Sitting in the hot tub, Louise laughed. "Oh, it's in the oven," she told him. "Now, why don't you come over here and join me...?"
Narto rolled his eyes and shook his head slightly. "I'd love to, Lou, but you need to go and talk to Diane."
Louise's expression turned serious. "What's the matter?" she asked worriedly. "She's not hurt, is she? Upset?"
"Nothing like that," Narto reassured her. "She's just... well, she's acting like you. Says there's a man watching her, but not from the window."
Louise relaxed. "Oh, that," she said. "I was wondering when that was going to show up... I mean, I was hoping it wouldn't have to, I was hoping he'd leave us alone, but..." She glanced upwards. "Well. No, I expected this."
"I wish I had," Narto grumbled. "Look, it's great that you know what's going on, but Diane doesn't. Can you come and reassure her?"
"Of course," Lou agreed. Glancing over the side of the tub, she added, "... we need a heated patio." She waved a hand in the general direction of the door back inside. "Could you fetch my slippers, pet? Oh... and maybe a towel? And my dressing gown?"

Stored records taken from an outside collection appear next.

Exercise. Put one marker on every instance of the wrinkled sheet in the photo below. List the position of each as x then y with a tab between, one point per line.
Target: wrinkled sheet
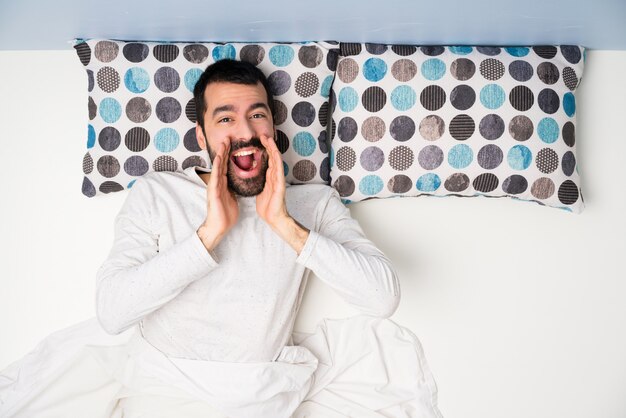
354	367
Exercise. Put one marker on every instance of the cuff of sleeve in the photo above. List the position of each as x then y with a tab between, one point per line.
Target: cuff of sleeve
309	245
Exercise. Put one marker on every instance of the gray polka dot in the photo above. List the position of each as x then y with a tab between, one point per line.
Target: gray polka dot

Louise leant over her daughter's shoulder and watched her paint. "Not just an old superstition after all," she murmured. "It's very good, Diane, but Mummy needs to talk to you."
Carefully, the little girl dipped her brush into a glass of water. "Even with the man watching, Mummy?"
Lou smiled and glanced upwards. "Even with the man watching, sweetheart," she said. "Actually it's because of the man watching that I need to talk to you."
Diane nodded, eyes wide, and folded her hands in her lap. "Who is he, Mummy?"
Louise thought for a moment. "He's... someone I knew, once," she said carefully. "He was... I suppose you could say he worked with me at the PPC. You remember what I told you about the PPC?"
Diane nodded. "'s where you met Bella and Daphne's mummy and daddy. Mummy... why doesn't Daddy know about the man?"
Lou smiled faintly. "He does, sweetheart," she said, leaning forward and ruffling her daughter's hair. "He just doesn't know that he knows."
Diane looked serious. "Is he a bad man, Mummy?"
Lou laughed. "No, not really," she explained. "He can be annoying at times, but since Daddy and I left the PPC he hasn't been around much. That's why you haven't felt him before," she added, "and you probably won't again."
Diane mulled this over for a few moments. "Why's he talking about us, then?" she asked. Louise smiled.
"It's what he does, sweetheart," she replied. "If you ever feel him watching, you know he's talking about you." She looked at her daughter sternly. "And that means you'd better be good, because Mummy will find out if you're not."
Diane's eyes widened in an innocent 'Who, me?' expression. "Of course I'll be good, Mummy," she said.
"I'm sure you will." Lou leant down and kissed her daughter's forehead. "Now, go back to your painting, sweetheart. Your father and I have an appointment in the hot tub... and the man is going to go away." She glanced up at the ceiling, and added, "Now."